報告題目:A Free Boundary Problem for Modeling Plaques in the Artery
報 告 人:胡鋇 教授 (美國University of Notre Dame)
報告時間:2019年6月18日15:30--16:30
報告地點:數學樓第二報告廳
報告摘要:
We shall present a free boundary problem modeling the growth of a plaque in the artery. Atherosclerosis is a leading cause of death worldwide; it originates from a plaque which builds up in the artery.

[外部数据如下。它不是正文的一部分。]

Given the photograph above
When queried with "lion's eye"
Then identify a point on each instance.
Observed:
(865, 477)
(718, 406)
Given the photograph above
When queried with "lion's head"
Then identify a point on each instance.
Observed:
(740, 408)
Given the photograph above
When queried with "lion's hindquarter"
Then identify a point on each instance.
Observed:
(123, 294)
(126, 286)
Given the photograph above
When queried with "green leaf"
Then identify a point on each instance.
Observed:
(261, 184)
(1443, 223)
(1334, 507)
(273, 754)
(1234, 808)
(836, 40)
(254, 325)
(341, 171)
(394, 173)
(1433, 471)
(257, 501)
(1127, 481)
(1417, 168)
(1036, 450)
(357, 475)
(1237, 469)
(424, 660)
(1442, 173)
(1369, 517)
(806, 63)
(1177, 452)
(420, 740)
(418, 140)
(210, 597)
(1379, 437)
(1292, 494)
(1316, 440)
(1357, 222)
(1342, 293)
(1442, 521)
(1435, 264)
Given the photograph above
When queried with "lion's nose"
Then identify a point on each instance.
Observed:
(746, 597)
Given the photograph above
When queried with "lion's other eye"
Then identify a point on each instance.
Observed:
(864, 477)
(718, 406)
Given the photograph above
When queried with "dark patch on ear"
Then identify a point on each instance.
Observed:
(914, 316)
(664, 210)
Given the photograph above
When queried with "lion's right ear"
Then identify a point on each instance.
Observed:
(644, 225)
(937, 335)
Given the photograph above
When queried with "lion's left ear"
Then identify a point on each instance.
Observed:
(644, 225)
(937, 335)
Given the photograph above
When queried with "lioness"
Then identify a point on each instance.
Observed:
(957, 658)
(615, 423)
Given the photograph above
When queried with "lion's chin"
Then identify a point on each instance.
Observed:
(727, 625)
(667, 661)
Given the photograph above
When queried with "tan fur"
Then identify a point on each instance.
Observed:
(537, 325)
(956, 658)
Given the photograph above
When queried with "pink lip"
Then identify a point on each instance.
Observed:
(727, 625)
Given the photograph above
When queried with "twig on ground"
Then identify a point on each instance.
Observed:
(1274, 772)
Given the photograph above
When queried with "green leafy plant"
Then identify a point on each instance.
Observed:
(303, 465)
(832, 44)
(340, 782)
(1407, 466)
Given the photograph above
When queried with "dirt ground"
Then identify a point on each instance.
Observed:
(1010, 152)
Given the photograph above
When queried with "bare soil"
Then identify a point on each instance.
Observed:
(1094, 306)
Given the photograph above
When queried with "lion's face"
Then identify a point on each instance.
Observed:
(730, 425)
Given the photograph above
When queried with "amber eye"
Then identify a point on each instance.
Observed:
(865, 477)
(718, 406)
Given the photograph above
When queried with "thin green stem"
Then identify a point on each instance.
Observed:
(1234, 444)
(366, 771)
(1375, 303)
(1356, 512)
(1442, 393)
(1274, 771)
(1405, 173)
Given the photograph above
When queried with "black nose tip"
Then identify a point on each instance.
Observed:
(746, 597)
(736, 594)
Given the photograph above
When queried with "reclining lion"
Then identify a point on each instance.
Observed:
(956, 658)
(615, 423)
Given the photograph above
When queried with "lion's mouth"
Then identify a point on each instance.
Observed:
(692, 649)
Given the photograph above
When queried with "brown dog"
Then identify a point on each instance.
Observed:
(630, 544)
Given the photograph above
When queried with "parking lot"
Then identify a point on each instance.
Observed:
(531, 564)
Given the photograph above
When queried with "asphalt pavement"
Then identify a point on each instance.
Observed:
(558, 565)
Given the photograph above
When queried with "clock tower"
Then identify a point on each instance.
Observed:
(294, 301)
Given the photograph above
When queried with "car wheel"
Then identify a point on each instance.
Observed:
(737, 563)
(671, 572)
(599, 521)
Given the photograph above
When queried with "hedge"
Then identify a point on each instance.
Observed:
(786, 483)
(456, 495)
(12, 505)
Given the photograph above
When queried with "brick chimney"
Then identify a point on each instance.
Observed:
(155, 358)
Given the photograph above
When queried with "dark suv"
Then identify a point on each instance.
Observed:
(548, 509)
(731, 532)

In our model, we consider a simplified version of plaque growth involving LDL and HDL cholesterols, macrophages and foam cells, which satisfy a coupled system of PDEs with a free boundary, the interface between the plaque and the blood flow. We present the existence of a small radially symmetric stationary plaques and establish a sharp condition that ensures their stability. Necessary and sufficient conditions under which a small initial plaque will shrink and disappear, or persist for all times, are discussed.
報告人簡介:
胡鋇教授現就職于美國University of Notre Dame,先後師從國内外偏微分方程領域的專家姜禮尚教授和Avner Friedman教授,多年來從事偏微分方程理論及其應用研究,尤其在抛物方程的爆破理論,生物醫學中的自由邊值問題的理論和數值以及具有金融背景的自由邊界問題數值解的收斂性等研究領域中取得了豐富的研究成果,在J. Differential Equations,SIAM J. Math. Anal.,Arch. Ration. Mech. Anal.等國際著名期刊上發表高水平學術論文百餘篇,被引用千餘次。現任《Discrete and Continuous Dynamical Systems-Series B》以及《Nonlinear Analysis-Real World Application》編委。